Phoenix Multifamily Market Hits $42B in Sales Over the Last Decade

Article originally posted on Globe St. on March 31, 2021

The Phoenix multifamily market is officially among the top in the nation. According to a new report from Commercial Search, the city is ranked sixth in the nation for multifamily sales over the last decade. The market has closed $42 billion in apartment investment sales since 2009. During that time, prices on multifamily increased 156%.

“Recent multifamily investment activity in Phoenix has been driven by the overall growth and success of the Arizona economy,” Chapin Bell, CEO of P.B. Bell and an expert on the Phoenix market, tells GlobeSt.com. “There are a number of large companies coming to Phoenix to expand their businesses which brings an influx of job opportunities to the city so more individuals are flocking to the area. As a result of this, we’ve seen an increased need for housing, especially in multifamily.”

Affordability is a key driver of growth, particularly in multifamily. Much of the inward population growth is driven by a more affordable quality of life. “We are seeing a lot of people moving here from states like California to get away from the high cost of living. Overall, the multifamily industry is experiencing so much success because it is riding on the coattails of the Arizona economy,” says Bell.

The pandemic has actually underscored the health and strength of the market, rebounding quickly following the initial onset. Today, the market has already seen a major bounce back in the job market. However, that isn’t to say that the pandemic had no impact. Bell says multifamily investment paused for 90 days last year. “Many industry leaders paused on current activity and waited to see what would happen next,” he says. “After those first 90 days, we saw that most industries remained open in the state of Arizona and construction continued which meant that growth would continue in Phoenix and the city would still be extremely desirable to multifamily investors. As an industry, we saw some job losses, but being an essential business, we were lucky to be able to sustain most positions and continue working.”

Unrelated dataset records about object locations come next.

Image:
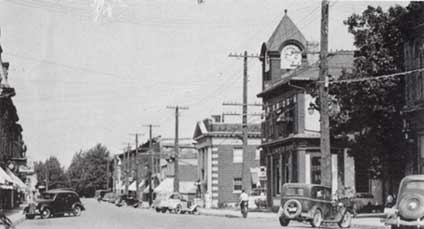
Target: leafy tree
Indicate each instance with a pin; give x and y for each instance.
(88, 170)
(370, 112)
(53, 171)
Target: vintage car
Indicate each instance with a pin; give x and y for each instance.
(365, 203)
(55, 202)
(408, 211)
(126, 200)
(174, 202)
(312, 203)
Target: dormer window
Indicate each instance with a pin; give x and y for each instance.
(291, 57)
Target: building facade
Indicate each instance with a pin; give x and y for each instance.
(414, 96)
(290, 128)
(12, 147)
(220, 161)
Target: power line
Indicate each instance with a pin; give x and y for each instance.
(377, 77)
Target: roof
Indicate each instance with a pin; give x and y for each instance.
(167, 186)
(230, 130)
(337, 62)
(413, 177)
(286, 30)
(4, 177)
(60, 191)
(311, 135)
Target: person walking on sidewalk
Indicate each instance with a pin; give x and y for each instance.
(5, 220)
(244, 200)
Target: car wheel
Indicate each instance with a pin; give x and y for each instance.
(346, 220)
(195, 211)
(178, 209)
(77, 210)
(46, 213)
(284, 221)
(29, 216)
(317, 218)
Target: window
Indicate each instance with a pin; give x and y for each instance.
(237, 155)
(237, 184)
(258, 154)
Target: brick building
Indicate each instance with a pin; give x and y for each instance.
(414, 95)
(291, 131)
(221, 160)
(12, 147)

The strong local economic fundamentals are driving demand and population growth, but Phoenix also offers investors attractive yields. “On the investment side, we are seeing a lowering of cap rates in the market, which is beneficial for sellers. We have a lot of capital flowing to Arizona because there is an expectation of continued growth due to the strong economy,” says Bell.

If the recovery from the initial onset of the pandemic is any indication, Phoenix multifamily will continue to recover this year. “I think we can expect to see sales volumes continue at a strong pace, just as they did in 2020,” says Bell. “Despite the 90 day pause in the beginning of the pandemic, values have continued to go up and we can expect to continue to experience this in 2021, as well as a continued increase in investment sales due to the strength of the economy.”